Il collegio, nell'esaminare la complessa questione, “non ignora certo l’evolversi della giurisprudenza nazionale ed europea in materia, rilevando in via preliminare come essa non sia affatto univoca nelle sue conclusioni, né tantomeno tutta favorevole alle tesi di parte ricorrente. In sostanza, per esercitare in Italia l’attività di scommesse è necessario possedere sia la concessione sia l’autorizzazione”.


In estrema sintesi: “la normativa italiana con il sistema concessioni - autorizzazioni risulta conforme al trattato europeo, in quanto finalizzata alla lotta alla delinquenza e quindi rientrante nelle deroghe consentite ai principi di libera circolazione e di non discriminazione.
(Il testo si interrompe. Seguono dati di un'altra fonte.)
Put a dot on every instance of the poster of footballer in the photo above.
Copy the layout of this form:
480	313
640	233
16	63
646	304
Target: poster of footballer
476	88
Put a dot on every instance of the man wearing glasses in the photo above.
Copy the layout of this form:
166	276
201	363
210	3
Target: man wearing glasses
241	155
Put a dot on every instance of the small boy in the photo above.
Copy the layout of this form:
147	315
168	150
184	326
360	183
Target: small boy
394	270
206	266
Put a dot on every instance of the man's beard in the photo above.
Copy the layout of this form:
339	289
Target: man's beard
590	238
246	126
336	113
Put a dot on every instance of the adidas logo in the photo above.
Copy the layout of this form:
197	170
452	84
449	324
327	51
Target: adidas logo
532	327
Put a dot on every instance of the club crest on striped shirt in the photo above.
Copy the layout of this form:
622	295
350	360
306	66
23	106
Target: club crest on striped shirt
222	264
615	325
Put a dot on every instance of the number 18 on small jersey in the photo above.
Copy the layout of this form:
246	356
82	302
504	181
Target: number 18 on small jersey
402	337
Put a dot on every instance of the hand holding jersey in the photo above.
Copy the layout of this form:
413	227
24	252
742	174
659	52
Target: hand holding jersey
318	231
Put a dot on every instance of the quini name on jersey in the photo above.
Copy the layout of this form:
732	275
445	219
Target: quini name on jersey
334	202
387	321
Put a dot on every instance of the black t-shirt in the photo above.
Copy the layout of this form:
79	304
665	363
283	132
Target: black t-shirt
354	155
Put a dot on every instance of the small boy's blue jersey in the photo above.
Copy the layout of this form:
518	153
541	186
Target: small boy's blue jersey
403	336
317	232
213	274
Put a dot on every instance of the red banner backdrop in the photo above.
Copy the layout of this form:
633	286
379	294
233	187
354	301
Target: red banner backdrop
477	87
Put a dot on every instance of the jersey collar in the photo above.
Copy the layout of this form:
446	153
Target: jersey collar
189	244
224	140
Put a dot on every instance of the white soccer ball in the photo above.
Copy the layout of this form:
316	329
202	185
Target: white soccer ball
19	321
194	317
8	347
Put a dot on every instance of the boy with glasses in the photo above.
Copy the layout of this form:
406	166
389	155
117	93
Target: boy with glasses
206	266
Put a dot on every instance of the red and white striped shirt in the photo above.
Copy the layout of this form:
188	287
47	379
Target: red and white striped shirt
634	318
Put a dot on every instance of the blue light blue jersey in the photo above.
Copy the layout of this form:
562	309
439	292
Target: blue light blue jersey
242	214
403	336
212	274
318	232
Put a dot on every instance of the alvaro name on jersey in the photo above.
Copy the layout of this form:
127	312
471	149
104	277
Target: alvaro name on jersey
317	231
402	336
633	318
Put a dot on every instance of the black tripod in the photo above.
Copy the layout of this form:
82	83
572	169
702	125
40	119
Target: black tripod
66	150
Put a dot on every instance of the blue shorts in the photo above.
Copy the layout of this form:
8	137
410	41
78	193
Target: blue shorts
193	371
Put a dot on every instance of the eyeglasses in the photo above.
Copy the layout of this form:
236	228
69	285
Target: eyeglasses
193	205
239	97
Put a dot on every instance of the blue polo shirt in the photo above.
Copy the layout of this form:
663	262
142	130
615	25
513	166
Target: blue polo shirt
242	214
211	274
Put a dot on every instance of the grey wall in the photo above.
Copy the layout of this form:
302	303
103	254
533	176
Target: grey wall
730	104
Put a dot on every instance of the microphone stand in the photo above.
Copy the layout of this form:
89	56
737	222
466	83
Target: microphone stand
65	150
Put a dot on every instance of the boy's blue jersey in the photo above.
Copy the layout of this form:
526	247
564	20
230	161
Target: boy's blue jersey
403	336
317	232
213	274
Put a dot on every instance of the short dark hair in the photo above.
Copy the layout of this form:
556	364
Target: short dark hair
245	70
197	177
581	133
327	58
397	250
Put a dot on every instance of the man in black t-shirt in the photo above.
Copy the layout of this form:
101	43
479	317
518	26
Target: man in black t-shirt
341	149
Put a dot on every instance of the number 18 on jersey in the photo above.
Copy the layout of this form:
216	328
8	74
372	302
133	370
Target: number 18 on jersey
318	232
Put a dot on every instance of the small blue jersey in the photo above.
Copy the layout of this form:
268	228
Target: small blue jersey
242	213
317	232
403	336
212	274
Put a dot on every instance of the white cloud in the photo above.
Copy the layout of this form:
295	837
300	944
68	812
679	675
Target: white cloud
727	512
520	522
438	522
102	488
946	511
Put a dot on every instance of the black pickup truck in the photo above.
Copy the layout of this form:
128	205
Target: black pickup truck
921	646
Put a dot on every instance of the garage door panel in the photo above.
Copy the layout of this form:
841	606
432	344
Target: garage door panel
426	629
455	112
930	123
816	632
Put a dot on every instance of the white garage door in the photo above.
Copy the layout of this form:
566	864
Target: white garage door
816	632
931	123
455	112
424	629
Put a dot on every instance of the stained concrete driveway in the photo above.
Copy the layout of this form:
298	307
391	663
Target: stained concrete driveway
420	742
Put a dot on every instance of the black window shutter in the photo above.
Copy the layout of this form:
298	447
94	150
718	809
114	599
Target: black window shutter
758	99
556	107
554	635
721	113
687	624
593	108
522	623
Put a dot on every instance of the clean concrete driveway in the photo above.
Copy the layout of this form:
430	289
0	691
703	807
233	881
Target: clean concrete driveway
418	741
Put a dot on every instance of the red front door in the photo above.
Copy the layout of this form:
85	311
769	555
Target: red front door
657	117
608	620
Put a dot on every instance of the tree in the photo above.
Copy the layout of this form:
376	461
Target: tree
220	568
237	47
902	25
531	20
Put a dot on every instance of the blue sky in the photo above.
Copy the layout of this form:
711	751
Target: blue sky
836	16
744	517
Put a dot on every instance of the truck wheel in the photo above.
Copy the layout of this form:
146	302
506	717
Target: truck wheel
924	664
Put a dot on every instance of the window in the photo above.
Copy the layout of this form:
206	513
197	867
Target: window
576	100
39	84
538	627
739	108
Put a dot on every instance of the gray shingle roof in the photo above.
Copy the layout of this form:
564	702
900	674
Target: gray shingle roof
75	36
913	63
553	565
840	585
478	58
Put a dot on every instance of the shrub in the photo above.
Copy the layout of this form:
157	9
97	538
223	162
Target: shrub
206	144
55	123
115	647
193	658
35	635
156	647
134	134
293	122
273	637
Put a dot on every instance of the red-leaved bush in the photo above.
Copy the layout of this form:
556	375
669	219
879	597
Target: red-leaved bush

La proporzionalità poi tra norme e finalità di ordine pubbliche appare garantita, alla luce dei canoni europei, anche nella fase applicativa. L’autorizzazione di polizia infine è stata legittimamente negata alla parte ricorrente, per mancanza di una concessione a monte rilasciata dallo Stato italiano alla ditta straniera di riferimento, non essendo possibile in una materia sottratta agli obblighi di armonizzazione accettare l’equivalenza di concessioni rilasciate da altri Paesi comunitari”.